The alternative to this view would require a kind of "pick-up" model of visual
acquisition, like the one put forth by J.J. Gibson.
However, Gibson, though on the right
track, never answered the question of how humans can construct a visual
representation given a constantly changing environment (Gardener, 1985, pp.308-315).
Therefore, the computationalist view of early vision seems to win out in the domain of
explanatory value which is integral to any model in science.

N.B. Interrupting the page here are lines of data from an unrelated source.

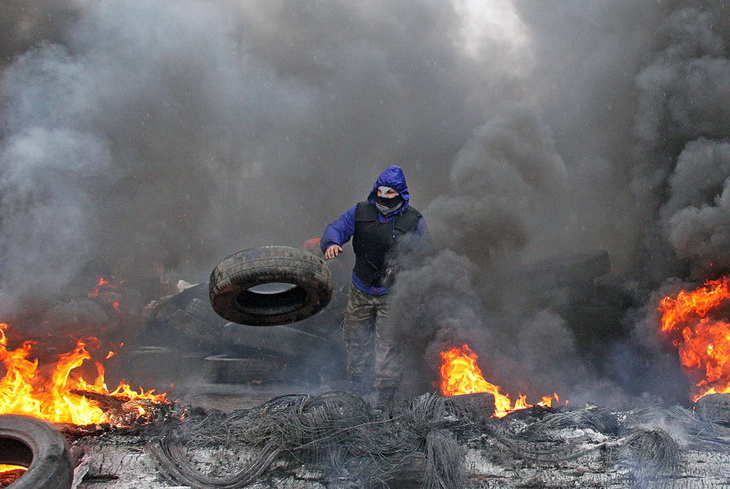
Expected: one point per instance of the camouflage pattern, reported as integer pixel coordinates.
(363, 329)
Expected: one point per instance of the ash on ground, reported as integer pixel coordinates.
(336, 440)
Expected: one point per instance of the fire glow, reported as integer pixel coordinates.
(703, 342)
(461, 375)
(55, 392)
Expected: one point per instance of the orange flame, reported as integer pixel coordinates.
(703, 343)
(26, 389)
(460, 375)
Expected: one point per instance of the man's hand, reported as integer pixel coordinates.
(332, 252)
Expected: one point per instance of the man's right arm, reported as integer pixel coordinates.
(338, 233)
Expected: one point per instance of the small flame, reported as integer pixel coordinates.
(703, 343)
(49, 393)
(461, 375)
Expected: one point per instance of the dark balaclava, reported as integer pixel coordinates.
(388, 205)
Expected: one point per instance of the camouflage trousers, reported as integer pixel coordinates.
(368, 347)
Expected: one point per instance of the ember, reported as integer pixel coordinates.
(105, 288)
(55, 393)
(460, 374)
(702, 341)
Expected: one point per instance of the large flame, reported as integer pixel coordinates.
(53, 393)
(703, 341)
(460, 375)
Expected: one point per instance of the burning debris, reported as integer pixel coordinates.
(58, 393)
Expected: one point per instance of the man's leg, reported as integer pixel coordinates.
(387, 362)
(358, 332)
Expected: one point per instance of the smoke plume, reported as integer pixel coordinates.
(141, 138)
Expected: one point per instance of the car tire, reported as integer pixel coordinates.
(270, 286)
(35, 444)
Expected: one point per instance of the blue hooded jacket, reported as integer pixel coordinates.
(340, 231)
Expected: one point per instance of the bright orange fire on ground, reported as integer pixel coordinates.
(702, 341)
(50, 392)
(460, 375)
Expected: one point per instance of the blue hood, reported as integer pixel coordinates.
(392, 177)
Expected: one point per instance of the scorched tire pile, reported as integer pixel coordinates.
(35, 444)
(270, 285)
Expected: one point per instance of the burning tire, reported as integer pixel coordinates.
(269, 286)
(35, 444)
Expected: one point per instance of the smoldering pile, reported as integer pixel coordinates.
(336, 440)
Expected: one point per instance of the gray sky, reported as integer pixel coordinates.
(141, 133)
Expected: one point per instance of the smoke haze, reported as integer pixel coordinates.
(140, 136)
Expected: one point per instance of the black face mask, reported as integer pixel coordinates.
(389, 202)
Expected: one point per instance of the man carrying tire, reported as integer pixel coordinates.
(380, 228)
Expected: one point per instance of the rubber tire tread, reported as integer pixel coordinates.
(269, 264)
(51, 467)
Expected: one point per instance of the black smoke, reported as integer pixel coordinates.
(142, 137)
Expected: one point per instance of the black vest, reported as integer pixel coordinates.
(374, 242)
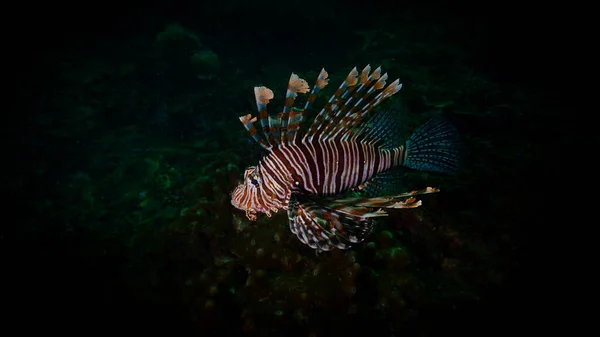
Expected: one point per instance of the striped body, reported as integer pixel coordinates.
(328, 167)
(306, 170)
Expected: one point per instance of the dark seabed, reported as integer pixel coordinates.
(124, 145)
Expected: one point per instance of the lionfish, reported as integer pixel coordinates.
(306, 172)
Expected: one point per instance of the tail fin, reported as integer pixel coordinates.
(434, 146)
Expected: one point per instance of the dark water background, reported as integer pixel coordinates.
(124, 143)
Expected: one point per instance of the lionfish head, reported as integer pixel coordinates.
(245, 197)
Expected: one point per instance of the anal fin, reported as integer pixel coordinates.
(327, 223)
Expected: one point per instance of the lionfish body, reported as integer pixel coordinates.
(305, 172)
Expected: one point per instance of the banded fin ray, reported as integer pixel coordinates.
(327, 223)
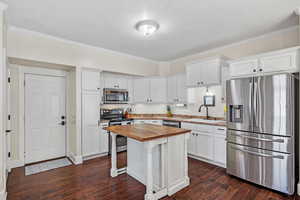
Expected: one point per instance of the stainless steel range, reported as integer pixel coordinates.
(262, 130)
(115, 117)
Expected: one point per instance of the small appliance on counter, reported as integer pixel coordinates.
(116, 117)
(262, 130)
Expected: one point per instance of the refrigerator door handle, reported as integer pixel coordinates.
(258, 154)
(260, 139)
(255, 103)
(250, 104)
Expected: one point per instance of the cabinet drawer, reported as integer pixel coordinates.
(220, 130)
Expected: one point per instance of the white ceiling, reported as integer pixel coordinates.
(186, 26)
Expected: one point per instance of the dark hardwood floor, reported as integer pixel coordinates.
(92, 181)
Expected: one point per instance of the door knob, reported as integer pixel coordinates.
(62, 123)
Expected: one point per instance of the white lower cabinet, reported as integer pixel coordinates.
(157, 122)
(204, 145)
(220, 149)
(207, 143)
(104, 134)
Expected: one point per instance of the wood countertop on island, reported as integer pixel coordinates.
(146, 132)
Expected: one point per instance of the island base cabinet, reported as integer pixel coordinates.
(169, 164)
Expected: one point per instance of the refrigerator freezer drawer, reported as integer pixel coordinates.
(270, 169)
(262, 141)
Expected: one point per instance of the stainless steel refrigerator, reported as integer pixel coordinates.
(262, 130)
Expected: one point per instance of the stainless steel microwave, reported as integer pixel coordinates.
(115, 96)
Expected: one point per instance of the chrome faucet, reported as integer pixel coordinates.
(200, 108)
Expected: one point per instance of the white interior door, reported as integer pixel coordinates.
(45, 106)
(91, 138)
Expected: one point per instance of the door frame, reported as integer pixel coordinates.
(23, 70)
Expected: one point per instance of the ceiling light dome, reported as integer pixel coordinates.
(147, 27)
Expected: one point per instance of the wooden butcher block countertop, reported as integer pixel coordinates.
(146, 132)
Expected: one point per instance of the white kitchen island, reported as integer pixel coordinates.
(156, 157)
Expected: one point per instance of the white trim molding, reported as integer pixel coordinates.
(3, 6)
(15, 163)
(3, 195)
(76, 160)
(297, 11)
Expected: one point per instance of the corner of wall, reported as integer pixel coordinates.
(164, 68)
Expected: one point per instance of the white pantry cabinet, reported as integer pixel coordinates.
(204, 72)
(104, 134)
(93, 143)
(177, 91)
(207, 143)
(286, 60)
(90, 123)
(150, 90)
(158, 90)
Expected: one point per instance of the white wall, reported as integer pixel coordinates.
(35, 46)
(269, 42)
(3, 103)
(71, 112)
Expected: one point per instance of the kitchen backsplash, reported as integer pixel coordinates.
(195, 99)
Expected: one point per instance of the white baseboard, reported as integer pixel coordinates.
(76, 160)
(179, 186)
(15, 163)
(94, 156)
(3, 195)
(206, 160)
(135, 176)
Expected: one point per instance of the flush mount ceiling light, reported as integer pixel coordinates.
(147, 27)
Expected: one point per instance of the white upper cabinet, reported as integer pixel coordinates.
(181, 88)
(177, 91)
(141, 87)
(130, 89)
(90, 80)
(172, 89)
(150, 90)
(244, 67)
(286, 60)
(115, 81)
(204, 73)
(158, 90)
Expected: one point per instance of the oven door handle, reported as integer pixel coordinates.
(258, 154)
(259, 139)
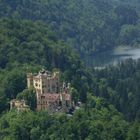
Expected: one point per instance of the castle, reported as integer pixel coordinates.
(51, 94)
(19, 105)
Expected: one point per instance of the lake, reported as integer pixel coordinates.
(112, 57)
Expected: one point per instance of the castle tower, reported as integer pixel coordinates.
(29, 80)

A computationalist model of early vision makes an attempt at explaining how the
functions involved, using a symbolic and representational process, can create a three
dimensional visual representation of the world. Viewing the early visual processes as
instantiated in the functional architecture, and therefore explainable in terms of
biology, has given little explanation of how this process actually occurs.
Endnotes:
_________________
(1) The graphics editor used was Adobe Photoshop® 4.0. A filter ("find edge") was used to simulate the zero-crossing algorithm proposed by Marr
in the initial visual process.
(2) Each value is referred to as a pixel, which is one point in the x-y
coordinate plane of the computer screen.
(3) The existence of assumptions in the algorithmic functions of the
visual system suggest that the building up of a representation can not be merely
transductive. These assumptions, as evolutionary necessities in programming within certain
environmental circumstances, are an integral part of the ways in which information
is selected and passed in the symbolic representations through rules of formation.